Saling Balas, Pertarungan China serta Uni Eropa Makin Panas

JAKARTA – Tarik-menarik kegiatan ekonomi antara Uni Eropa lalu China semakin meningkat. Keputusan Uni Eropa baru-baru ini untuk memberlakukan tarif yang dimaksud berpotensi mencapai 36,3% terhadap kendaraan listrik China bukanlah hanya sekali sebuah sikap proteksionis.
Hal ini menandai titik balik strategis pada pertempuran untuk menguasai pangsa energi terbarukan global. Sebagai tanggapan, Beijing dengan cepat membalas dengan investigasi anti-subsidi pada komoditas susu Eropa.
Langkah-langkah pembalasan ini menggambarkan meningkatnya ketegangan yang melampaui perselisihan perdagangan juga memunculkan sejumlah pertanyaan tentang masa depan hubungan China dengan Eropa. Ketegangan antara Uni Eropa juga China mencapai puncaknya minggu ini ketika Uni Eropa mengumumkan pengenaan tarif impor kendaraan listrik China.
Keputusan ini diambil setelahnya investigasi selama sembilan bulan, berawal dari kecurigaan menghadapi subsidi besar-besaran yang digunakan diberikan oleh Beijing terhadap sektor kendaraan listriknya. Menurut laporan resmi, subsidi yang dimaksud mendistorsi persaingan juga mengancam kepentingan dunia usaha Eropa. Menanggapi hal tersebut, kurang dari 24 jam setelahnya pengumuman ini, China membalas dengan membuka investigasi anti-subsidi terhadap barang susu yang digunakan diimpor dari Uni Eropa, yang memiliki target subsidi pertanian Eropa.
“Kami akan dengan tegas membela kepentingan bidang susu Uni Eropa kemudian kebijakan pertanian bersama,” kata Olof Gill, juru bicara Komisi Eropa dikutipkan dari Contribune, Mulai Pekan (26/8/2024).
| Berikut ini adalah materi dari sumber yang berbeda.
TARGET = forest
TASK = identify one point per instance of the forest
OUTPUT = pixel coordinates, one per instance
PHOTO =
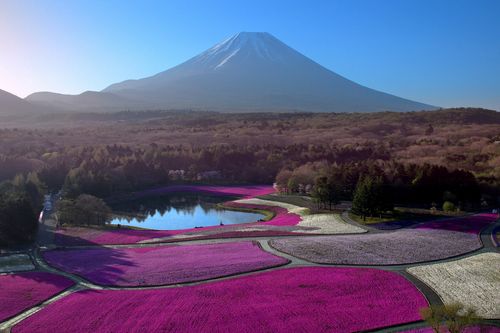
(420, 158)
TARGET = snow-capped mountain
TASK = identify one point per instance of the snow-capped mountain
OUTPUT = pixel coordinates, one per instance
(250, 71)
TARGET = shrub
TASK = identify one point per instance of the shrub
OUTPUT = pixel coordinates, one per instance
(453, 316)
(449, 206)
(18, 219)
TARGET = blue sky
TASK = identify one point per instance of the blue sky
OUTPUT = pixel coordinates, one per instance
(441, 52)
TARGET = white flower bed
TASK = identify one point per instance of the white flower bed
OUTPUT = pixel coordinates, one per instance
(323, 223)
(473, 281)
(328, 224)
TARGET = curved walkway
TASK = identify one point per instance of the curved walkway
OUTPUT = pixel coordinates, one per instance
(82, 284)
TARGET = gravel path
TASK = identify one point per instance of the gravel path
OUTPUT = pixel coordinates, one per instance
(306, 299)
(22, 291)
(472, 281)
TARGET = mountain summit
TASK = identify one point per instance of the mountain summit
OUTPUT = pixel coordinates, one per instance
(250, 71)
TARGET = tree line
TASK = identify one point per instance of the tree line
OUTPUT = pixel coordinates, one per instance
(375, 186)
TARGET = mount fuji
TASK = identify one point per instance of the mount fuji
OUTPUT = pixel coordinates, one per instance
(250, 71)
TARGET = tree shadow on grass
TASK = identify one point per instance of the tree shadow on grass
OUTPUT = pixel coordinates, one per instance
(100, 265)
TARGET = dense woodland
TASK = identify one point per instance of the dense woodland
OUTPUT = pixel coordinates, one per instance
(419, 157)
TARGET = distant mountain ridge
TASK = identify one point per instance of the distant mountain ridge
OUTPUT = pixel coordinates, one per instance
(250, 71)
(12, 105)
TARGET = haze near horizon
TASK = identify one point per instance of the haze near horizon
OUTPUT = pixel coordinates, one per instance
(404, 49)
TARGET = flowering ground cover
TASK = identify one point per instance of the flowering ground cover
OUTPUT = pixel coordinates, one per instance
(390, 248)
(162, 265)
(473, 282)
(306, 299)
(470, 224)
(22, 291)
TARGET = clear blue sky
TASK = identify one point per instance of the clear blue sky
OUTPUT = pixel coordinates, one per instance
(442, 52)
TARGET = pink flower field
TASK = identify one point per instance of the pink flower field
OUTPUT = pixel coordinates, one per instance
(162, 265)
(306, 299)
(470, 224)
(19, 292)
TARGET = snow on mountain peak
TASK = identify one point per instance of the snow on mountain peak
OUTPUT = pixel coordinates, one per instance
(258, 45)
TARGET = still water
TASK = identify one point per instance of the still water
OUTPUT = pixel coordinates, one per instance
(178, 211)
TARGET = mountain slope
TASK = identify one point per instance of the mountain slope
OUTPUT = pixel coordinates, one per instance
(254, 72)
(87, 101)
(246, 72)
(12, 105)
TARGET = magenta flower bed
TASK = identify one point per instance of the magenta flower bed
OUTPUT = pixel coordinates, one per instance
(306, 299)
(244, 191)
(163, 264)
(71, 236)
(19, 292)
(470, 224)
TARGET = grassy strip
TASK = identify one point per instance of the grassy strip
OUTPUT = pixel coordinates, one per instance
(268, 215)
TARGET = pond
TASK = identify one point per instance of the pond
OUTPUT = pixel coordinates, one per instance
(178, 211)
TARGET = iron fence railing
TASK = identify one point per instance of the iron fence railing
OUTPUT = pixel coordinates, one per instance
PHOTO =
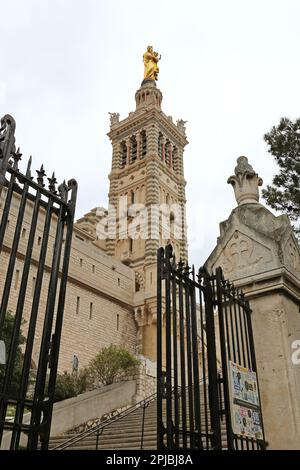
(99, 428)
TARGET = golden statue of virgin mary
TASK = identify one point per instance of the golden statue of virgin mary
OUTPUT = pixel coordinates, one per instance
(150, 59)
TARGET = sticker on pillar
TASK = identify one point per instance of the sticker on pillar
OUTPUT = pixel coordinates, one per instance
(245, 406)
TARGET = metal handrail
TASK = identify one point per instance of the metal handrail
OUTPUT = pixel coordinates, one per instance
(79, 437)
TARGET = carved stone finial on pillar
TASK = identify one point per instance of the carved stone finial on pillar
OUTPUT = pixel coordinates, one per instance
(245, 182)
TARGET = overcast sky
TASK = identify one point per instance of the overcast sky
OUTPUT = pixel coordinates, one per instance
(230, 68)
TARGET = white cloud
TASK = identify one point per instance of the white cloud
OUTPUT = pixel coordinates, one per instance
(229, 68)
(2, 93)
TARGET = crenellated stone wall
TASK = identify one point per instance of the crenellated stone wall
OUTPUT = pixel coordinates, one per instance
(259, 252)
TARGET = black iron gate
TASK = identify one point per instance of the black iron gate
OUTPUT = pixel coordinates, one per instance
(35, 241)
(204, 342)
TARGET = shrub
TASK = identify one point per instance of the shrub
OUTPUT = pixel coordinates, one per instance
(7, 333)
(112, 363)
(69, 385)
(65, 386)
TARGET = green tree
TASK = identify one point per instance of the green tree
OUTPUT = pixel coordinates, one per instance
(112, 363)
(6, 337)
(284, 192)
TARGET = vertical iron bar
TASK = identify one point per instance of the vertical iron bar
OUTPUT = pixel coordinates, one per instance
(6, 209)
(40, 404)
(175, 359)
(189, 362)
(143, 425)
(159, 378)
(239, 356)
(182, 364)
(241, 330)
(170, 443)
(196, 367)
(204, 367)
(34, 310)
(19, 313)
(219, 278)
(212, 364)
(60, 308)
(248, 312)
(6, 291)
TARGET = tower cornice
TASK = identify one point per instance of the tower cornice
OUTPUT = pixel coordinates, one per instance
(137, 120)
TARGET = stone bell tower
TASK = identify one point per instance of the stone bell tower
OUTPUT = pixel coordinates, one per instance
(147, 173)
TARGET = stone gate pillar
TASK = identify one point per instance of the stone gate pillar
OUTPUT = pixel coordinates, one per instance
(259, 252)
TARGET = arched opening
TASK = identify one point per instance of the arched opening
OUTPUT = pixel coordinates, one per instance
(123, 154)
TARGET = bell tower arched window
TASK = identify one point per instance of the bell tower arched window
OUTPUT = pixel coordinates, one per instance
(123, 154)
(143, 144)
(159, 148)
(133, 145)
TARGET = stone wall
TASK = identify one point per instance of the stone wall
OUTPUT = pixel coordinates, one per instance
(98, 307)
(259, 252)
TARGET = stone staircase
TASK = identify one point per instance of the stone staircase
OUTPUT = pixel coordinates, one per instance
(125, 433)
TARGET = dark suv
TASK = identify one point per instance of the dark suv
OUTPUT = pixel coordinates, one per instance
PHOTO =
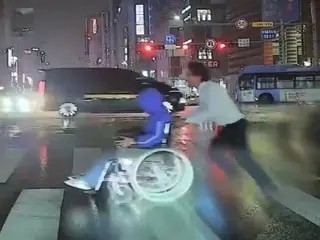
(101, 89)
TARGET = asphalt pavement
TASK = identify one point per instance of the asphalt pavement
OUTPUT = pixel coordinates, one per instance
(35, 204)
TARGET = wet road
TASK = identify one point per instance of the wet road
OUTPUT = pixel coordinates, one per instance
(34, 203)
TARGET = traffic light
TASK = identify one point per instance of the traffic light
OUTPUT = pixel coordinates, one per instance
(221, 46)
(148, 48)
(185, 47)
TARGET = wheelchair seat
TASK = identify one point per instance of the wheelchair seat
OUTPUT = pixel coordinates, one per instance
(167, 131)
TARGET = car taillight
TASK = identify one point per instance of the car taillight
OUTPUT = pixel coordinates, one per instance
(42, 88)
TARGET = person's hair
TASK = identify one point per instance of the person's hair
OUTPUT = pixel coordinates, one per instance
(199, 69)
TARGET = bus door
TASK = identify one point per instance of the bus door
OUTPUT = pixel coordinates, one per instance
(246, 89)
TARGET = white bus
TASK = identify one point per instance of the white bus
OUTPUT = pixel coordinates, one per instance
(279, 83)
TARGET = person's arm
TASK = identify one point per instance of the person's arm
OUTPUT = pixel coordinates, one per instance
(202, 113)
(148, 140)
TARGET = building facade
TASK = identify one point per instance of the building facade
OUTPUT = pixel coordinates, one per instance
(169, 23)
(53, 34)
(292, 43)
(205, 20)
(134, 26)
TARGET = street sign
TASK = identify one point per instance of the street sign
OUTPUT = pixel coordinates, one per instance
(268, 34)
(170, 39)
(262, 24)
(211, 43)
(244, 42)
(241, 24)
(170, 46)
(213, 64)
Dia menekankan kesediaan Uni Eropa untuk melawan tekanan eksternal. Rangkaian kejadian ini menyoroti dinamika yang kompleks antara dua raksasa dunia usaha ini. Pabrikan China, yang sudah pernah terpengaruh oleh biaya tambahan sementara yang tersebut diperkenalkan oleh UE Juli lalu, mengalami penurunan pemasaran yang dimaksud drastis, dengan penurunan sebesar 45% antara Juni lalu Juli 2024.
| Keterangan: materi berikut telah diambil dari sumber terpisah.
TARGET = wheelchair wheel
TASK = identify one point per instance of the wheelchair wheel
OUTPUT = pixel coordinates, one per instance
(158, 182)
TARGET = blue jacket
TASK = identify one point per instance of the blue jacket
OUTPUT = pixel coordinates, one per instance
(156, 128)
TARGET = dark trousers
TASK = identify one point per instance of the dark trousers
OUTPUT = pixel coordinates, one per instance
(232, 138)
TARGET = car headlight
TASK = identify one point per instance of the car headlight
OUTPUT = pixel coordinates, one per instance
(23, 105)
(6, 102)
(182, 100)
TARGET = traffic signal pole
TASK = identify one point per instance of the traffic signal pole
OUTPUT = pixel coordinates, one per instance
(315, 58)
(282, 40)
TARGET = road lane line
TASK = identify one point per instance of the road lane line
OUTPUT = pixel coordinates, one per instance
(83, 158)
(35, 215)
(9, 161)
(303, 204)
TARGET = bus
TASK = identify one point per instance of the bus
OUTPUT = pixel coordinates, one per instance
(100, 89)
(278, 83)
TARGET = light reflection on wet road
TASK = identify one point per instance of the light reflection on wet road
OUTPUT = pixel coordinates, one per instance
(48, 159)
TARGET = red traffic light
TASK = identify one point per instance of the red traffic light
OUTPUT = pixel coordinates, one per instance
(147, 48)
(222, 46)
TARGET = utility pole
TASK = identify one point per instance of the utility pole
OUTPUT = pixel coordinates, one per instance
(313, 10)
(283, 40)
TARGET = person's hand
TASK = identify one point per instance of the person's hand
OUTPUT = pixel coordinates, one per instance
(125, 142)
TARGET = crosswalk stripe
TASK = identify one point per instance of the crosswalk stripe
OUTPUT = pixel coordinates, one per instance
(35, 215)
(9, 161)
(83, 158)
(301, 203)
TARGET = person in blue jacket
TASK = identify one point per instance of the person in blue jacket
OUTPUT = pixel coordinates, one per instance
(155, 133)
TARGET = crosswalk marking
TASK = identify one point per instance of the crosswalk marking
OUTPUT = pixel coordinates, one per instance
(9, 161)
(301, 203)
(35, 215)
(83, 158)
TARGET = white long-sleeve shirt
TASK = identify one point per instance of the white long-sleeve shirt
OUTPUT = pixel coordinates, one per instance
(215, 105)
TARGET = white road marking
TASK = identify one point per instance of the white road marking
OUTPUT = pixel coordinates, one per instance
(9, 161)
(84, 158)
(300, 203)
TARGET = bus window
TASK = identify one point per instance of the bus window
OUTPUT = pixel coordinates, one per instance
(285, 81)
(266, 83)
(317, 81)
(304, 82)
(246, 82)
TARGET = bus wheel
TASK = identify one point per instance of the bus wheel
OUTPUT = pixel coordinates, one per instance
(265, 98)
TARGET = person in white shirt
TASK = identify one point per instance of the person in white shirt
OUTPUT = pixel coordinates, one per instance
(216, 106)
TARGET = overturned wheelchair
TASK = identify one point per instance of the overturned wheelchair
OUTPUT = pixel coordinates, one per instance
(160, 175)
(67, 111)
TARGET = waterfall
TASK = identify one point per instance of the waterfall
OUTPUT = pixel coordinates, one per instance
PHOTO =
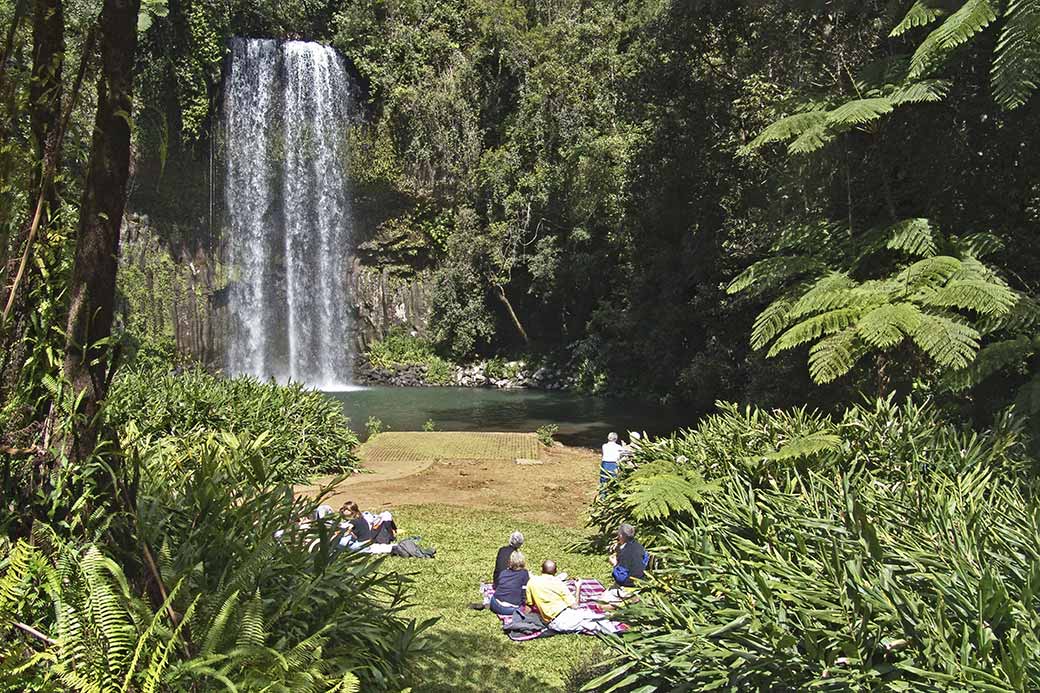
(287, 108)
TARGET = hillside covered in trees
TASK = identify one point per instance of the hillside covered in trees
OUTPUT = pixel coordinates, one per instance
(824, 210)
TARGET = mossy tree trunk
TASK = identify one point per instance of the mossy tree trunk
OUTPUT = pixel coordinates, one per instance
(88, 362)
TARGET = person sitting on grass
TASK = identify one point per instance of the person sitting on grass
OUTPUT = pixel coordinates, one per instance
(548, 593)
(360, 530)
(508, 598)
(559, 607)
(629, 560)
(502, 560)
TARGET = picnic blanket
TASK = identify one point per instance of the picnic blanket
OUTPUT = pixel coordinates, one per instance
(588, 591)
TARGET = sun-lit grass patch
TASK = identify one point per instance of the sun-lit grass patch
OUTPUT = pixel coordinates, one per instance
(470, 652)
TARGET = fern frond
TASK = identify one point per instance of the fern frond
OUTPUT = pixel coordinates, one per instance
(807, 445)
(785, 128)
(1016, 68)
(658, 496)
(925, 91)
(971, 18)
(975, 294)
(815, 327)
(829, 292)
(771, 322)
(990, 359)
(979, 245)
(886, 326)
(771, 272)
(949, 342)
(930, 272)
(859, 111)
(251, 627)
(913, 236)
(833, 357)
(811, 139)
(348, 684)
(921, 14)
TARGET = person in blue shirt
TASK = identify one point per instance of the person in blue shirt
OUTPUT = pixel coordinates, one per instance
(629, 560)
(509, 596)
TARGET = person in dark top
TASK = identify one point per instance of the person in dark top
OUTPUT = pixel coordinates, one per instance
(509, 596)
(360, 529)
(630, 559)
(502, 560)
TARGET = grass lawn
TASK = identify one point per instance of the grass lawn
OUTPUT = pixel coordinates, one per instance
(470, 651)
Situasi pada Prancis mencerminkan tren ini, di tempat mana langkah-langkah seperti bonus lingkungan baru pada kendaraan yang mana diproduksi dalam Eropa semakin memperparah kesulitan bagi model China. MG4, kendaraan yang populer dalam Prancis, mencatat penurunan perdagangan sebesar 33% antara Januari lalu Juli tahun ini. Kedua belah pihak sekarang tampaknya terlibat di spiral tindakan kemudian tindakan balasan, dengan prospek dampak bagi lapangan usaha dalam kedua belah pihak.
Saling Balas
China juga Uni Eropa saling balas menyerang. Konfrontasi ini dapat menandai awal dari konflik perdagangan yang dimaksud tambahan luas antara Uni Eropa juga China. Meskipun Brussels menyatakan siap untuk mengeksplorasi solusi alternatif sesuai dengan aturan Organisasi Perdagangan Global (WTO), Beijing tak menunjukkan tanda-tanda akan melonggarkan strategi balasannya.